Экономические провалы
Шрифт:
Вот краткий перечень мест, на которых интересно познакомиться с русским человеком. Кто познакомился с ним на этих местах, тот никогда его не разлюбит и никогда, ни для кого не изменит его частным и общим выгодам.
Идут, например, арестанты через какую-нибудь бедную деревню, идут и гремят своими железными оковами; а к ним выступают из бедных, полусгнивших хижин старики, жены, дети; выносят хлеб, квас, и кроме того подают: кто грош, кто пятак. Что же движет людьми? Идут, говорят, несчастные, но не наше дело осуждать, а поможем им для утешения горькой их доли.
А что вы скажете про то неизменное правило, положенное в деревнях, чтобы воспитывать каждого подкинутого младенца, как бы бедно семейство ни было; там никогда не обращаются в полицию для освобождения от подкидыша. Сколько есть старух, которые, ходя по миру, воспитывают приемышей; сколько есть стариков, которые между своими детьми
Мне приходит теперь на память следующая сцена, бывшая в Вятском рекрутском присутствии и рассказанная очевидцем: становят под меру молодого парня; он оказался годным, и раздалось по всему присутствию слово - "лоб!" Отозвалось это слово и в той комнате, где дожидаются очередные парни и их отцы. Вдруг вбегает в присутствие старик с сыном и объявляет, что молодой парень, которому прокричали "лоб", его приемыш и что вместо него он привел сына и умоляет не брить приемыша, которого Бог послал не для того, чтобы им заслонять своих детей. Сын сказал, обращаясь к приемышу: не поднимает моя совесть того, чтобы ты, безродный, пошел за нас; оставайся дома и служи батюшке. Приемыш говорил: спасибо вам, родимые, что призрели, вспоили, вскормили, да Бога знать научили, не мешайте мне отплатить добром. Кончилось тем, что сын стал под меру, отец дал ему благословение, приемыша же увели домой. Все присутствие до того было растрогано, что обливалось слезами; даже все Вятские присутствия стали, как говорят, на несколько недель от рассказов об этом немного мягче и благотворнее.

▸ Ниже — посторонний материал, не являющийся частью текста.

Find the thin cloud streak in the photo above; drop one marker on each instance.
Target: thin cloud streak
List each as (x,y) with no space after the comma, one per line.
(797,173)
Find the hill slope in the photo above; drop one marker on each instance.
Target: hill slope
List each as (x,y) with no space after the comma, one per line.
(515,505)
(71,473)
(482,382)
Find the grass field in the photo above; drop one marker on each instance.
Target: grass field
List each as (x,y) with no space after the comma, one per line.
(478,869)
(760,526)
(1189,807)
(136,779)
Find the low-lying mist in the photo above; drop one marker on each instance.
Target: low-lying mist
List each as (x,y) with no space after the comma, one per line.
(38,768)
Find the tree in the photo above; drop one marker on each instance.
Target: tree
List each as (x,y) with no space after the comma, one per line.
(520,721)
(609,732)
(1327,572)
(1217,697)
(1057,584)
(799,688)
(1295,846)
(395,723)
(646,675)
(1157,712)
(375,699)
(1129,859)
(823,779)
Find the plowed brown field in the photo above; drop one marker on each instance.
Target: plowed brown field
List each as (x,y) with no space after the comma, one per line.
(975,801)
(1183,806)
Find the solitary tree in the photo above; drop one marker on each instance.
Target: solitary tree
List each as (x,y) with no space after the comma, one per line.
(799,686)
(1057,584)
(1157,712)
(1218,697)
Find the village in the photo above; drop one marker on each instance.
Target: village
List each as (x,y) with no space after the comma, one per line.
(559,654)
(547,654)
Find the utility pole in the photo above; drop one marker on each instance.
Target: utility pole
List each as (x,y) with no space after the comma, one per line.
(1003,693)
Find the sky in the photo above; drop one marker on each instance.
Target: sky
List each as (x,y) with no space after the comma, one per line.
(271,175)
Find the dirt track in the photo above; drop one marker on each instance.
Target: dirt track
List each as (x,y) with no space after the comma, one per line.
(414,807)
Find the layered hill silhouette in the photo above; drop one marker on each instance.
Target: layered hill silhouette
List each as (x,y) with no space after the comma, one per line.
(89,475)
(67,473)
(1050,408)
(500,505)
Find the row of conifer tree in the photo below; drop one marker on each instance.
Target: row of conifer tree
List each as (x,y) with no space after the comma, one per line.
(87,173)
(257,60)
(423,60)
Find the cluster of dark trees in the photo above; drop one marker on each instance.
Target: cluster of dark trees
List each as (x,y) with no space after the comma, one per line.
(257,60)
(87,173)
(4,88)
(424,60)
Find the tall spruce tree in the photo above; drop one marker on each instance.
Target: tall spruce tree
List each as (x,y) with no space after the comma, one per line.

А сколько умилительных сцен при подаче милостыни! Печеный хлеб подается всякому просящему; есть еще особые подаяния: к Петрову дню дают бедным для разговения сметану и яйца, осенью огородные овощи; а когда молотят хлеб, то никто не отказывает нищей братии положить в мешок зерна, несмотря на то что во многих местах подающие знают, по опыту прежних лет, что урожая не хватит на год для них самих.
А каков обычай, существующий в деревнях Нижегородской и Пензенской губерний, - подавать тайную милостыню, подавать так, чтобы бедный не видел, от кого он получает. На Пасху, Рождество, Николин день и другие праздники кладут в деревянные чаши хлеб, яйца, мясо, пироги, а люди зажиточные и деньги, и выставляют эти чаши на ночь на улицу возле домов. Поставят чашу, поклонятся и уйдут. Утром придут, возьмут ее пустую, и перекрестятся, что Бог сподобил сотворить тайно святую милостыню.
Во всех деревенских избах северных и восточных губерний устраивается волоковое окно, которое не имеет ни рамы, ни стекол, а задвигается изнутри избы доской. Название волокового дано в древности, от слова "волок", т.е. лес, а назначение окна - странноприимство. К этому окну подходят прохожие и стучатся: по первому стуку в окно дорожным посохом выглядывает хозяин или хозяйка дома и приглашает путника в избу обогреться и заснуть, а поутру отдохнувший странник, подкрепив себя пищей, которая предлагается даром, идет с благословением хозяев в дальнейший путь.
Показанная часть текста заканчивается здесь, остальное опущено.